Abstract
Suicidal behaviour remains a critical public health issue due to its high prevalence and significant impacts. Traditional risk assessment methods often fall short of reliably predicting suicidal behaviour, highlighting the need for implicit risk factors. This study explored how interoception - the ability to perceive and respond to internal physiological signals - may serve as an implicit risk factor for suicidal thoughts and behaviours, specifically examining the relationships between poor interoception, psychotic-like experiences, and suicidal thoughts and behaviours.
It was hypothesised that poor interoceptive awareness and the frequency, intrusiveness, and distress of psychotic-like experiences would directly increase an individual’s capability for suicide. This capability for suicide was expected to mediate the relationship between interoceptive awareness and psychotic-like experiences with suicidal behaviour. Additionally, it was hypothesised that interoceptive awareness and psychotic-like experiences would moderate the relationship between suicidal ideation and suicide attempt history through capability for suicide.
The study employed a cross-sectional design, gathering data online from 262 undergraduate students. Participants completed assessments on interoceptive awareness, psychotic-like experiences, suicidal ideation, past suicide attempts, fear of death, and suicide capacity. Data analysis involved correlation, regression, moderation, and mediation analyses to investigate the relationships between these variables.
The findings indicated that lower interoceptive awareness was linked to higher levels of suicidal thoughts and behaviours.

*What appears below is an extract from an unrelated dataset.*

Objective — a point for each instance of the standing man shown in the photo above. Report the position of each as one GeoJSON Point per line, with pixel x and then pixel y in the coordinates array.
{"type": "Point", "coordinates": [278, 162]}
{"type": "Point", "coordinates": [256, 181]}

Specifically, participants who struggled with managing and utilising bodily sensations for distress regulation reported more suicidal thoughts and behaviours. Increased frequency, intrusiveness, and distress of psychotic-like experiences were associated with higher levels of suicidal thoughts and behaviours. Poorer interoceptive abilities were related to more frequent and distressing psychotic-like experiences. Lower interoceptive awareness was associated with reduced fear of death. Suicide capacity mediated the association between psychotic-like experiences and suicide attempt history.
These findings highlight the complexity of suicidality and challenge existing theoretical models. Future research should focus on the subcomponents of interoception, explore the role of psychotic-like experiences in arousal and interoception, and conduct longitudinal studies to understand these dynamics better to refine theoretical frameworks and clinical practices.